La primera nota llamativa en el Filebo es su indeterminación dramática en cuanto a espacio y tiempo. Frente a los diálogos en los que el encuentro de Sócrates con un amigo o conocido, o con varios, da origen a la conversación o a su repetición; frente a los casos en los que la llegada de Sócrates a una reunión determina el cambio de rumbo en el contenido de lo que se venía diciendo, en el Filebo el debate ha empezado antes de que el lector sea invitado a participar desde su silencio. Ciertamente el Hipias Menor —y lo mismo ocurre en el Gorgias— empieza cuando el sofista ha concluido su conferencia; se ha marchado el público general y quedan solos los que tienen especial interés en la filosofía. Pero lo dicho anteriormente no pesa sobre el diálogo que ahora empieza; la previa exposición de Hipias no hace más que señalar cronológicamente el término post quem se inicia realmente el diálogo. Aquí, en cambio, ha concluido sin acuerdo un primer round entre Sócrates y Filebo sobre el mismo tema del «trozo» de conversación al que seremos autorizados a asistir. Nuestro texto empieza, pues, casi como terminan los diálogos aporéticos, con una convocatoria a seguir discurriendo sobre un tema que no ha quedado definitivamente resuelto. En este caso la dilación en el tiempo es suplida por el cambio de interlocutor.
El diálogo va a concluir positivamente dejando establecida la jerarquía de los elementos de la buena vida; pero no concluye aquí la conversación. No ocurre como en el Lisis, donde agentes externos, los pedagogos, interrumpen el discurso; no ocurre tampoco como en el Eutifrón, donde las prisas de unos y otros nos impiden concluir el proceso de investigación. Tampoco ocurre, como es característico de los diálogos aporéticos, que, agotados los argumentos actualmente disponibles, tengamos que seguir madurando nuestra reflexión en pos del planteamiento que nos autorice a resolver el problema. No podía ser así puesto que este diálogo no es aporético. Pero lo que encontramos al final de los diálogos morales no aporéticos es una exhortación, más o menos acusadamente explícita, por la que se nos emplaza a aplicar a nuestras vidas la lección recién aprendida. En el Filebo tal exhortación desdibuja su costado práctico —sólo es algo que se proclama (66a). Y es que la conversación continúa. Pero sigue sin nosotros, los lectores. Sócrates y Protarco, y sus amigos, nos dan el trato que el Alcibíades borracho del Banquete propinaba a los criados. Nunca sabremos lo que se dijo a continuación. Con todo podemos tener la certeza de que las conclusiones a las que se ha llegado en nuestra presencia no serán revocadas.

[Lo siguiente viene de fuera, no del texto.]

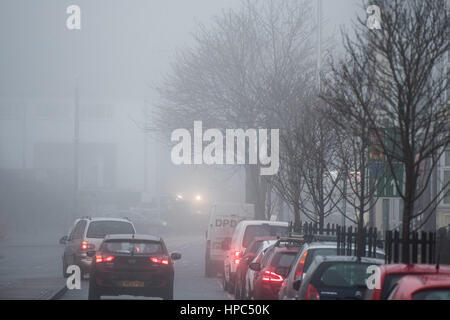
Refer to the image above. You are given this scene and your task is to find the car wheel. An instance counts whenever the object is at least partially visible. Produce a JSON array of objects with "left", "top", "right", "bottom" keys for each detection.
[
  {"left": 161, "top": 282, "right": 173, "bottom": 300},
  {"left": 63, "top": 258, "right": 69, "bottom": 278},
  {"left": 88, "top": 279, "right": 101, "bottom": 300}
]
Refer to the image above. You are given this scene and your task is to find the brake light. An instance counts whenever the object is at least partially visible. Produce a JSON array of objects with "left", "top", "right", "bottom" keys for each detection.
[
  {"left": 305, "top": 284, "right": 320, "bottom": 300},
  {"left": 262, "top": 271, "right": 284, "bottom": 282},
  {"left": 296, "top": 250, "right": 309, "bottom": 279},
  {"left": 81, "top": 241, "right": 95, "bottom": 250},
  {"left": 95, "top": 256, "right": 114, "bottom": 263},
  {"left": 150, "top": 257, "right": 169, "bottom": 265}
]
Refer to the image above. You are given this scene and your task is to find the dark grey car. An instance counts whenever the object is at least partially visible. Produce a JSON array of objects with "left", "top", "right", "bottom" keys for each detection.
[{"left": 294, "top": 256, "right": 384, "bottom": 300}]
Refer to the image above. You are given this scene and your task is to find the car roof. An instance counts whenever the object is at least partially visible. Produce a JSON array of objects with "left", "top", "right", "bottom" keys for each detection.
[
  {"left": 381, "top": 263, "right": 450, "bottom": 274},
  {"left": 305, "top": 241, "right": 385, "bottom": 254},
  {"left": 82, "top": 217, "right": 132, "bottom": 223},
  {"left": 395, "top": 274, "right": 450, "bottom": 296},
  {"left": 314, "top": 256, "right": 384, "bottom": 264},
  {"left": 105, "top": 234, "right": 162, "bottom": 241},
  {"left": 239, "top": 220, "right": 289, "bottom": 227}
]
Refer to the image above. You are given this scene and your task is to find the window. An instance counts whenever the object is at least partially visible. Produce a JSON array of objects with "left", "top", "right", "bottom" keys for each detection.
[
  {"left": 71, "top": 220, "right": 86, "bottom": 240},
  {"left": 86, "top": 221, "right": 134, "bottom": 239},
  {"left": 102, "top": 240, "right": 165, "bottom": 255}
]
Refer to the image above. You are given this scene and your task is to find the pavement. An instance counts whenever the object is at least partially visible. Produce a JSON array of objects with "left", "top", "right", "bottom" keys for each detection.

También desde el punto de vista formal, el Filebo sorprende al lector de los diálogos de madurez por su redacción. Frente a la perfección literaria del Banquete, del Fedón, del Fedro, encontramos aquí una lengua voluntariamente áspera y roma: la inconfundible mezcla de lengua cotidiana y lengua técnica que caracteriza la exposición didáctica. De ella resultan los frecuentes anacolutos, las comparaciones y metáforas poco atrevidas, tomadas una y otra vez de los mismos dominios, las bromitas, el chiste tontorrón. Y, por otro lado, las definiciones precisas y técnicas, las clasificaciones rigurosamente trazadas. El tono escolar culmina en la reiterada repetición de los resúmenes que Platón prodiga aquí hasta la saciedad.